オルターナティヴ

01


※橘×霙 (拘束)

 大学への進学率が高いからという理由で選択の自由もなく親や教師に奨められた学校は、入るために払った努力が勿体無いと思えるほど退屈だった。

 学力のレベルへの『ご褒美』として服装や態度についてはいくらか寛容な節があるが、そこにいる生徒達は、霙にとってどれも似たようなものだったのだ。
 大学へ進学するために必死に勉強している奴。そこそこのところに行くからと遊びほうけている奴。

 最初は、遊糸も後者なのだと思っていた。金茶に髪を染めて、ピアスを開けて、制服も着崩して、授業も頻回に寝たりして。『遊糸』という変わった名前の字面だけが印象に残っていた。

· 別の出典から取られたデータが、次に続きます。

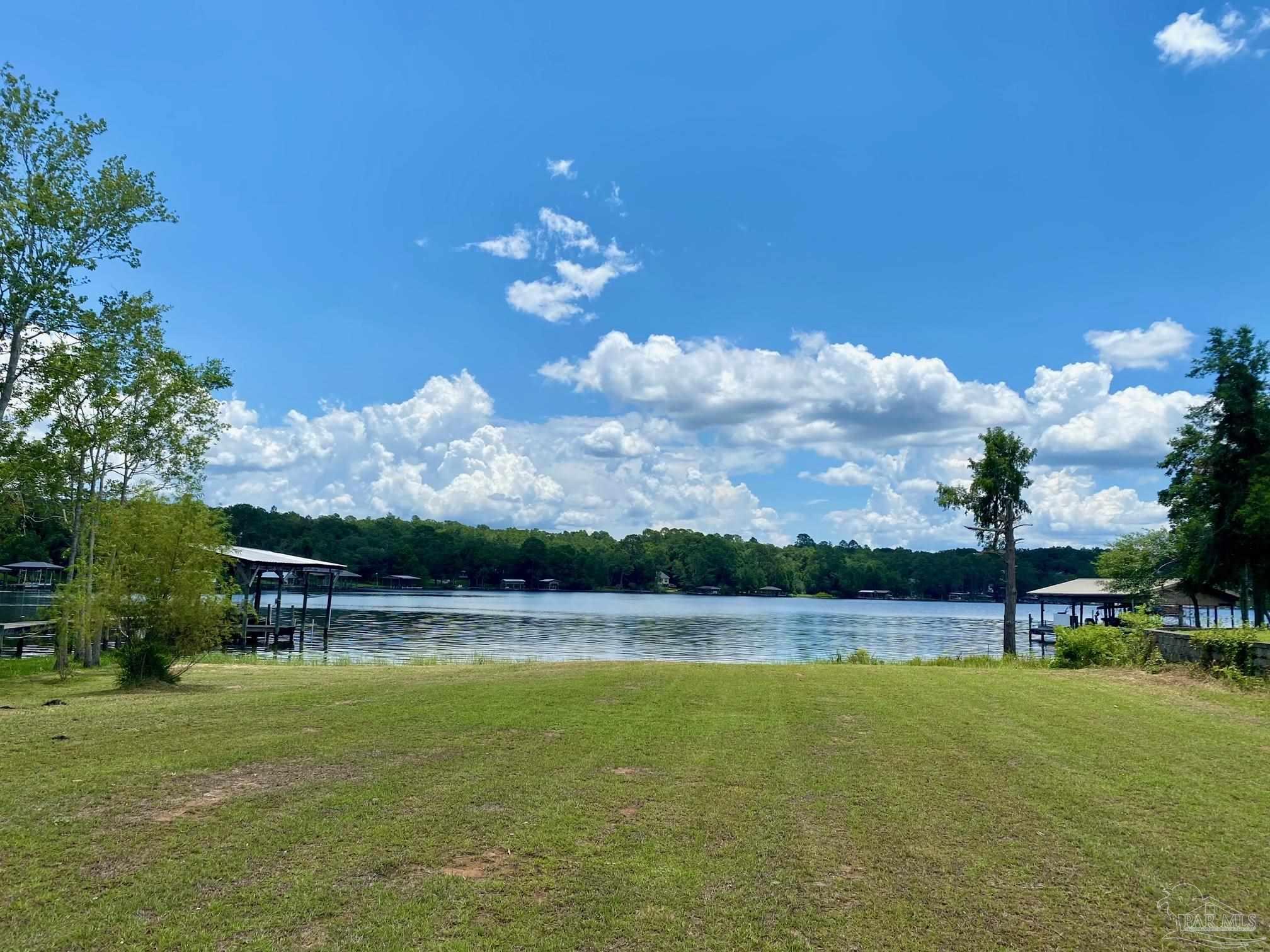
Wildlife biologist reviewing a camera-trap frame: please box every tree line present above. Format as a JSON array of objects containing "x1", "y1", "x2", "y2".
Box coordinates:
[{"x1": 198, "y1": 504, "x2": 1099, "y2": 598}]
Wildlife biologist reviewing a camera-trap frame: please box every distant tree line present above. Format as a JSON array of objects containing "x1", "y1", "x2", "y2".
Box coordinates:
[{"x1": 114, "y1": 504, "x2": 1100, "y2": 598}]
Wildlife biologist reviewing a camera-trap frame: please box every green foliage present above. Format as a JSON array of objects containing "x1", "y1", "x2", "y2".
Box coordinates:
[
  {"x1": 115, "y1": 638, "x2": 180, "y2": 688},
  {"x1": 0, "y1": 65, "x2": 175, "y2": 422},
  {"x1": 55, "y1": 490, "x2": 232, "y2": 683},
  {"x1": 1160, "y1": 326, "x2": 1270, "y2": 625},
  {"x1": 203, "y1": 504, "x2": 1099, "y2": 598},
  {"x1": 1189, "y1": 628, "x2": 1259, "y2": 677},
  {"x1": 1095, "y1": 530, "x2": 1179, "y2": 604},
  {"x1": 935, "y1": 426, "x2": 1036, "y2": 551},
  {"x1": 1054, "y1": 625, "x2": 1131, "y2": 667}
]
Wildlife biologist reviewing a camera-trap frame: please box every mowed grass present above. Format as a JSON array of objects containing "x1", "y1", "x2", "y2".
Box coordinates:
[{"x1": 0, "y1": 662, "x2": 1270, "y2": 949}]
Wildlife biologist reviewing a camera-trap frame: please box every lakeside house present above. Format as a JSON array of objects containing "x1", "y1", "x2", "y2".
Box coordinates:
[
  {"x1": 4, "y1": 562, "x2": 66, "y2": 589},
  {"x1": 1025, "y1": 579, "x2": 1240, "y2": 640}
]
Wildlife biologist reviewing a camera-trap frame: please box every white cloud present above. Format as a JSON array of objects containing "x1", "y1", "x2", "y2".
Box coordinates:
[
  {"x1": 605, "y1": 181, "x2": 626, "y2": 215},
  {"x1": 1020, "y1": 468, "x2": 1166, "y2": 546},
  {"x1": 1155, "y1": 8, "x2": 1246, "y2": 66},
  {"x1": 1024, "y1": 363, "x2": 1111, "y2": 420},
  {"x1": 506, "y1": 233, "x2": 640, "y2": 324},
  {"x1": 207, "y1": 373, "x2": 785, "y2": 541},
  {"x1": 1085, "y1": 317, "x2": 1195, "y2": 370},
  {"x1": 799, "y1": 460, "x2": 876, "y2": 486},
  {"x1": 539, "y1": 208, "x2": 600, "y2": 251},
  {"x1": 1036, "y1": 387, "x2": 1203, "y2": 466},
  {"x1": 547, "y1": 159, "x2": 578, "y2": 180},
  {"x1": 464, "y1": 225, "x2": 534, "y2": 261},
  {"x1": 540, "y1": 331, "x2": 1026, "y2": 452}
]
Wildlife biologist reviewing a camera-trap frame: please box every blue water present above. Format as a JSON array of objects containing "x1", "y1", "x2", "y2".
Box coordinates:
[
  {"x1": 0, "y1": 591, "x2": 1056, "y2": 661},
  {"x1": 245, "y1": 591, "x2": 1039, "y2": 661}
]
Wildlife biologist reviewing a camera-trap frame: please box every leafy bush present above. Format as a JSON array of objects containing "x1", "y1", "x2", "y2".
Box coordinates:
[
  {"x1": 115, "y1": 638, "x2": 180, "y2": 688},
  {"x1": 1054, "y1": 625, "x2": 1128, "y2": 667},
  {"x1": 1190, "y1": 628, "x2": 1256, "y2": 676},
  {"x1": 1054, "y1": 612, "x2": 1161, "y2": 667}
]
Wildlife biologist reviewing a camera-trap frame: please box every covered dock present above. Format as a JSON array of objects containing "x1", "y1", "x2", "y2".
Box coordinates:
[
  {"x1": 0, "y1": 562, "x2": 66, "y2": 589},
  {"x1": 221, "y1": 546, "x2": 346, "y2": 649},
  {"x1": 1027, "y1": 579, "x2": 1239, "y2": 645}
]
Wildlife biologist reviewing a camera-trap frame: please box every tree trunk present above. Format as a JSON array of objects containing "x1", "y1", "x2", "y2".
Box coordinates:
[
  {"x1": 0, "y1": 320, "x2": 26, "y2": 422},
  {"x1": 1001, "y1": 515, "x2": 1019, "y2": 655}
]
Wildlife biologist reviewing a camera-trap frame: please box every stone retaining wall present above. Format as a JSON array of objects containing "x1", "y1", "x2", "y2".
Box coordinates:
[{"x1": 1150, "y1": 628, "x2": 1270, "y2": 676}]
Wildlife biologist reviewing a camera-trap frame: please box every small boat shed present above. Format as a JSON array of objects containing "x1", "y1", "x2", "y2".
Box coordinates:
[
  {"x1": 1027, "y1": 579, "x2": 1239, "y2": 642},
  {"x1": 221, "y1": 546, "x2": 345, "y2": 646}
]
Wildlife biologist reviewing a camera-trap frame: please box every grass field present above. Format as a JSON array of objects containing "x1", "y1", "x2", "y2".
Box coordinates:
[{"x1": 0, "y1": 662, "x2": 1270, "y2": 949}]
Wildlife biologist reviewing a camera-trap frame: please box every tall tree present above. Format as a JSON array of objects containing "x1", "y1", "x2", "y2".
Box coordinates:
[
  {"x1": 0, "y1": 64, "x2": 176, "y2": 426},
  {"x1": 1160, "y1": 326, "x2": 1270, "y2": 625},
  {"x1": 935, "y1": 426, "x2": 1036, "y2": 655}
]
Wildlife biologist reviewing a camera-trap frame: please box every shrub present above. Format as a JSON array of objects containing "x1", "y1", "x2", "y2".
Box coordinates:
[
  {"x1": 1054, "y1": 625, "x2": 1129, "y2": 667},
  {"x1": 115, "y1": 638, "x2": 180, "y2": 688}
]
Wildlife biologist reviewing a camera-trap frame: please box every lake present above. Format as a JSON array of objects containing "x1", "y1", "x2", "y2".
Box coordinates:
[{"x1": 0, "y1": 591, "x2": 1039, "y2": 661}]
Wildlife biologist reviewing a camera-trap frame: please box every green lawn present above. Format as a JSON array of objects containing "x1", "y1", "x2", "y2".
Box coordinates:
[{"x1": 0, "y1": 662, "x2": 1270, "y2": 949}]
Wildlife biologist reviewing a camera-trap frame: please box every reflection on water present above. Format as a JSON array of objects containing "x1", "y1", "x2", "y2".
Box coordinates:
[
  {"x1": 260, "y1": 591, "x2": 1041, "y2": 661},
  {"x1": 0, "y1": 591, "x2": 1036, "y2": 661}
]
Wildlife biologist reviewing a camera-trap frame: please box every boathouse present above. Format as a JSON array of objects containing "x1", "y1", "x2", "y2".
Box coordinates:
[
  {"x1": 220, "y1": 546, "x2": 346, "y2": 649},
  {"x1": 4, "y1": 562, "x2": 66, "y2": 589},
  {"x1": 1027, "y1": 579, "x2": 1239, "y2": 643}
]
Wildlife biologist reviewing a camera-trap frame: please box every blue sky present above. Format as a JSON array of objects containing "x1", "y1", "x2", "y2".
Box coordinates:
[{"x1": 6, "y1": 3, "x2": 1270, "y2": 547}]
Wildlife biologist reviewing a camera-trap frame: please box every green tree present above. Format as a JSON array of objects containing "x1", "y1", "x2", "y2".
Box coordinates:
[
  {"x1": 935, "y1": 426, "x2": 1036, "y2": 655},
  {"x1": 1160, "y1": 326, "x2": 1270, "y2": 625},
  {"x1": 56, "y1": 489, "x2": 232, "y2": 683},
  {"x1": 0, "y1": 64, "x2": 175, "y2": 425}
]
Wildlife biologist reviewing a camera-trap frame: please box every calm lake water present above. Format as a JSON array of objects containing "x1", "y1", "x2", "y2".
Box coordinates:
[{"x1": 0, "y1": 591, "x2": 1039, "y2": 661}]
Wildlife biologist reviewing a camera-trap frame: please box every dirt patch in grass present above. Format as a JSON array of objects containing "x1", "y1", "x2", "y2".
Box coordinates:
[
  {"x1": 441, "y1": 849, "x2": 515, "y2": 880},
  {"x1": 140, "y1": 763, "x2": 360, "y2": 822}
]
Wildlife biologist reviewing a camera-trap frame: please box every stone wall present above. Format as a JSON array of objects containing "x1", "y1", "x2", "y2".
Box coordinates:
[{"x1": 1150, "y1": 628, "x2": 1270, "y2": 676}]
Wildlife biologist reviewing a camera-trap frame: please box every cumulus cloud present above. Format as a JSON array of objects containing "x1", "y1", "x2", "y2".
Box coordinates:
[
  {"x1": 464, "y1": 225, "x2": 534, "y2": 261},
  {"x1": 547, "y1": 159, "x2": 578, "y2": 180},
  {"x1": 506, "y1": 237, "x2": 640, "y2": 324},
  {"x1": 464, "y1": 208, "x2": 641, "y2": 324},
  {"x1": 1085, "y1": 317, "x2": 1195, "y2": 370},
  {"x1": 1036, "y1": 387, "x2": 1203, "y2": 466},
  {"x1": 206, "y1": 372, "x2": 786, "y2": 541},
  {"x1": 799, "y1": 460, "x2": 878, "y2": 486},
  {"x1": 1155, "y1": 8, "x2": 1247, "y2": 67},
  {"x1": 540, "y1": 331, "x2": 1026, "y2": 448}
]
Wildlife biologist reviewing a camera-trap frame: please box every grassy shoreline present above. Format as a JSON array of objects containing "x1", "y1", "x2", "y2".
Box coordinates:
[{"x1": 0, "y1": 661, "x2": 1270, "y2": 948}]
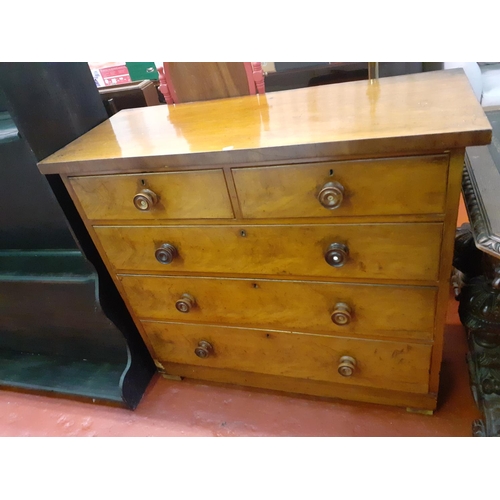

 だが、違うのだと知ったのは、教師との二者面談のときだった。

 どこへ行きたい。そう訊いてきた教師に、当時学校の雰囲気にうんざりしていた霙は、そんな気もないのに「どこにも行きたくない」と嘯いた。
 すると教師はこれ見よがしに額を押さえて、「橘だけじゃなく、お前もか」と言ったのだ。
 少しして、橘 遊糸は、本当に大学へ進学する気はないのだと知った。

 保健室で初めて会話らしい会話をした翌日から、なんとなくメールアドレスを交換したりして、親しくなった。

 この学校にいる2種類の人間とは違うというだけで、霙の興味をひいた。遊糸を通じて、海とも仲良くなった。

 まだきちんと出会ってからは3日しか経っていないが、2年目の秋にしてようやく、霙は学校が楽しいと思っている。